In the interest of equal time for carnivores and in response to the recent “Eat Less Meat” graphic in the sidebar, I share with you a marketing message I received today from an organic grass fed beef operation up near Douglas City in Trinity County…
As for me, I’m doing my part for the locavore movement. I get my grass fed beef from the Trautman Family Farm a few miles east of here.
(And I still think it will be better for the planet if all of us omnivores moderate our intake of meat.)
Thanks.
What was it Goldwater said? Moderation in pursuit of justice is no virtue, but as You say, in most all other endeavors Moderation is a good thing. I agree.

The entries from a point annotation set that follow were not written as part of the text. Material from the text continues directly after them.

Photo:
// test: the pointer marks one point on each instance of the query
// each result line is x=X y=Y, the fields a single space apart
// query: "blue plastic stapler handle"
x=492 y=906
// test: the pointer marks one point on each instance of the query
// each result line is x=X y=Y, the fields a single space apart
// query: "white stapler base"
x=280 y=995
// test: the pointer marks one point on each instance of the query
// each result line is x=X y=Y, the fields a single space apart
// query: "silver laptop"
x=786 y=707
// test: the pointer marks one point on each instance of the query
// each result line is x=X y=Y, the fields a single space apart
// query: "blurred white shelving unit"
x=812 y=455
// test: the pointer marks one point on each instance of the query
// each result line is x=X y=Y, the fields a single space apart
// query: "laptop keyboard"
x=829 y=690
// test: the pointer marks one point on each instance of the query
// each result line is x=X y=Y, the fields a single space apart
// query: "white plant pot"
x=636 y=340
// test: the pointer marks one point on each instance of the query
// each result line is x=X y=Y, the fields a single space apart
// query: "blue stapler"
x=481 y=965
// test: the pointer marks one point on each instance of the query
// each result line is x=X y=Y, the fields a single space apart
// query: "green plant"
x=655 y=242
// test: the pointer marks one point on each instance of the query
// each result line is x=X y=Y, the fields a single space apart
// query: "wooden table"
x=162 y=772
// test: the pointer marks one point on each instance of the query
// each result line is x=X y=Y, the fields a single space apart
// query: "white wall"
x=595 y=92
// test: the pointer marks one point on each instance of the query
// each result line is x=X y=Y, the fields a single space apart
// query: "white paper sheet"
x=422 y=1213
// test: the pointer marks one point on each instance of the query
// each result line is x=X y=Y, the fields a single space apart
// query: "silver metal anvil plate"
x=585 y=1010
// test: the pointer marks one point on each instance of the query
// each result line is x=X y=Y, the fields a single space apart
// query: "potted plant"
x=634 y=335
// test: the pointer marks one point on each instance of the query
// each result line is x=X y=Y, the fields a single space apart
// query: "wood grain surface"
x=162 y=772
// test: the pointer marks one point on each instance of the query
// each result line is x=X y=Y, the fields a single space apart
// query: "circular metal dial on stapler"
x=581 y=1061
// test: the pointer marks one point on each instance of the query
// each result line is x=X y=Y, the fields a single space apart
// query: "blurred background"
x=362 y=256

I just cooked up some considerable GREAT beef stock from the shank bones on the last steer. It lives in the freezer for a short time before coming out to blend with tomato juice for GASPACHO (that summertime blessing that uses up masses of tomatoes, cucumbers, summer squash, little red onions, fresh picked yellow wax beans, and is the prefect ending to a hot summer day (especially with fresh cornbread
into which ears of new corn have been scraped.) The gelatin in beef stock adds depth of flavor, otherwise absent protein,
not to mention that ‘slip’ on the lip that tells our palates “rich”.
Beef vegetable soup (the meat from those shanks), with some toothsome homemade bow-tie pasta, and all the summer veggies overflowing the pantry except the cucumbers, joined the stock in the deep freeze for a welcome 2nd dinner – fast food at it’s best.
That was a good critter we killed last fall. Not only do it’s bones form a structure for meals, but the silky 6″ thick winter pelt warms the floor and is so soft as to tempt nudity. Not to mention the hilly pastures he helped maintain, keeping the sod healthy and mowed and transforming grass to protein on our behalf.
Those who eschew beef altogether abandon a wonderful source of food. Those who eat fast food burgers, asserting (as some school lunch programs have) that the ketchup on them counts as a vegetable serving, might well be reminded that meat and dairy are complements rather than replacements to produce. In that role, they complete flavor and nutrition panels for so many other healthy food, as well as enhancing food choice and off season food storage options.
Betty Jo, I’m inspired! Right now there are stealth zucchinis the size of submarines lurking in the garden, and the onions and peppers are coming in faster than we can use them. Tomatoes got a late start so we are not yet overwhelmed, just comfortably supplied with Sungold cherry tomatoes. And cucumbers? Don’t get me started. Anyway, I think there’s a salsa waiting to happen right now, this afternoon!
It sounds to me like you used everything from that steer except the moo.